読書猫
@bookcat
2025年7月31日

授乳
村田沙耶香
読み終わった
(本文抜粋)
“母は両腕を大きく開いて、深呼吸みたいな姿で私をかばっていた。母は手のひらをめいっぱい開き、自身も手のひらのようにめいっぱいひろげ、母が開け放った扉から新鮮な空気が急激に流れ込んできた。母の広がった指の間を見ながら、青空を外から引きずり込んでいるのだという気がして、恐怖で口がきけなくなった。驚いたことに母の背中は、少しも震えていなかった。確かにその時、母からにょきにょき「母」が生えてきたのだ。”
(「授乳」より)
“美佐子は小学生らしい、おぼつかない手つきでバーガーを食べ始めた。指先がまだ未熟で器用に操れないのか、ふんわりと優しくバーガーを持てず、力ずくで握りしめているので中指と親指がパンの中にめりこんでしまっている。
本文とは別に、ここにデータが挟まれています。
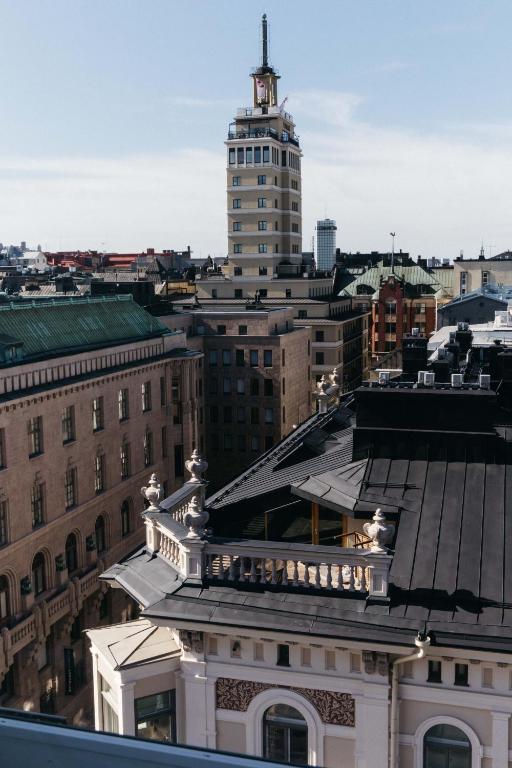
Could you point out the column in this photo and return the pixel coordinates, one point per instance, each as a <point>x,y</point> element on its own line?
<point>500,739</point>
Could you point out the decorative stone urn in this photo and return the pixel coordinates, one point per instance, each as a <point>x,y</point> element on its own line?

あたしはああ、この子って本当にまだ子供なんだなと思った。次の瞬間美佐子はふいにリュックのポケットからリップクリームをとりだし、慣れた手つきでそれを塗り始めた。大人の女が口紅を塗るような手つきでそれを塗りたくり、小指でリップを唇になじませている。最後に唇の上下をすりあわせ開くと、しっとりと濡れた唇があらわれた。急に美佐子に成熟した女の生き霊がとり憑いたようであたしはなんだか気味が悪くなった。”
(「コイビト」より)
“あたしは彼がするのと同じように襟元を正しながら、唇を「ぼく」と動かした。声を出さず、要二がするのと同じ動きで唇を動かし、「ぼく」という音声をなぞる。”